Наша семья только-только начала создавать новое хозяйство в Нижней Моховой, как на нее обрушилось страшное горе – мой отец Тимофей Александрович тяжело заболел чахоткой и в конце декабря умер, так и не успев обустроить семью на новом месте.

Отец всегда был для нас примером. Он старался дать нам основное – воспитать в нас жизненную потребность в труде. «Не бойся руки спачкать, не бойся, – как будто до сих пор слышу его насмешливый голос. – В черных руках – белая копеечка!» Должна быть. Так он ждал ее ради нас всех. Так надсаживался! «Надсажался», – причитала сломленная безмерным страданием, настигшим ее в чужом краю, наша мама.

Зима в том году была, как говорили, на редкость морозная и снежная.

Отец умирал в сильную метель, а умер – она завыла еще пуще. Из дома не то, что выйти нельзя – носа не высунуть. Поэтому похоронить отца мы не могли, и он еще несколько дней был вместе с нами, только рядом, в холодной комнате.

Как же хорошо нам бывало в такую погоду раньше, как счастливо мы, выходит, жили в Курье! Топилась жаркая печка, мама чесала шерсть, сестры вязали, братья что-нибудь мастерили, и кто-то один читал из книжки стихи, а потом отец начинал вдруг петь…

Дрожа от холода, подходил я теперь к двери в холодную комнату, где он лежал, долго-долго прислушивался, и мне все казалось, что вот-вот послышится его уверенный густой голос. Но нет… Не славил он «священный Байкал», и бродяга не бежал звериной узкой тропой, и казак не скакал через долину, через дальние-дальние «кавказские края»… Только гуляла злая метель вокруг нашей избы, да буря, казалось, была готова сорвать берестяную крышу. Я стоял около двери так долго, что мама пришла и сказала: «Что ж ты делаешь? У тебя слезы замерзли».

Когда утихла метель, то лошадь не смогла идти, снег был ей выше ноздрей, и гроб отца поставили на таежные охотничьи лыжи. Мы проваливались с головой, когда шли на кладбище, плакали в снегу в разных ямках, а потом тащили друг дружку и шли дальше.

Так наша мама осталась одна с пятью мальчиками на руках: Ивану было 16 лет, Андрею – 14, мне – 11 лет, Васе – 10, а Николаю – 4 года. Мы лишились отца, мама – мужа, а вся наша семья – защитника и кормильца. Несчастья валились на нас одно за другим: и голод, и холод, и детские болезни. Дом опустел без хозяина, и трудно было представить, как мы будем жить без него? Отец ведь все умел, а мы еще многому у него не научились. Вся надежда была на старших братьев, которым пришлось взвалить на свои мальчишеские плечи все заботы о семье. Один Бог знает, как жили, как выдержали все это…

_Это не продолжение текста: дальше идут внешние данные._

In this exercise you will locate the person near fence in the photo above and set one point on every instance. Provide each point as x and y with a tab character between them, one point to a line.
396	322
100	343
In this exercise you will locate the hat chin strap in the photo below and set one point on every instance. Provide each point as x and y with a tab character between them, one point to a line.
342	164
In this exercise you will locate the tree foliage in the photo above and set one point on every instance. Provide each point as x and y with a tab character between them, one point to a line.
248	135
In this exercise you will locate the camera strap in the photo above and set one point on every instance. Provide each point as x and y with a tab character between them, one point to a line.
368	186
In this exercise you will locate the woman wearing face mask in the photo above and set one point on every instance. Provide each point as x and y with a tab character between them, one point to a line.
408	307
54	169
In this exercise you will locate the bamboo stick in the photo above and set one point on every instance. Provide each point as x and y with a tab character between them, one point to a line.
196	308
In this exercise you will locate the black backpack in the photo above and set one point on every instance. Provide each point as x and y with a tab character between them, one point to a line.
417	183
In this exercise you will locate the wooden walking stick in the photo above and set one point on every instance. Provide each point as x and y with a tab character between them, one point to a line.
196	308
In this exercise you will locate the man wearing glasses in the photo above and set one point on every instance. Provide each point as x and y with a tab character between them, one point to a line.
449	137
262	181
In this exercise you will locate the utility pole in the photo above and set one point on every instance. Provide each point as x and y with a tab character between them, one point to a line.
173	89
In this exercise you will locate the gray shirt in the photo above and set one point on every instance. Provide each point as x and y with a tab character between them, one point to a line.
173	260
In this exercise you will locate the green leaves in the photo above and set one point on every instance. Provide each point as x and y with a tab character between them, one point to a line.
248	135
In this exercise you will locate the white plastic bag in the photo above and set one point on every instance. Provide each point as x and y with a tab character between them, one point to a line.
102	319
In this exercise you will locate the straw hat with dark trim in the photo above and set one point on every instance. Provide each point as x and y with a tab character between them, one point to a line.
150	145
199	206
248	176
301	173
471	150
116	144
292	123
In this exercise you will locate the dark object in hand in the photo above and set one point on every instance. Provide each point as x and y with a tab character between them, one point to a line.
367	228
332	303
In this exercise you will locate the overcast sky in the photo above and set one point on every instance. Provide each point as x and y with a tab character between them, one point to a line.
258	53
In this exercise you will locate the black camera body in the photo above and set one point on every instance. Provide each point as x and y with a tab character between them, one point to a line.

С наступлением поздней северной весны начали приготовления к полевым работам – ведь надо же хоть что-то где-то посеять! Главными орудиями труда стали теперь топор, пила и лопата. На отдельных полянах надо было выкорчевать глубоко вросшие в землю пни и вскопать землю, вручную посеять зерно и деревянными граблями всю делянку забороновать. Труд, прямо скажем, адский. К тому же все это усугублялось наличием неисчислимой армии комарья и мошкары, от которой не спасала и надетая на голову специальная сетка – накомарник.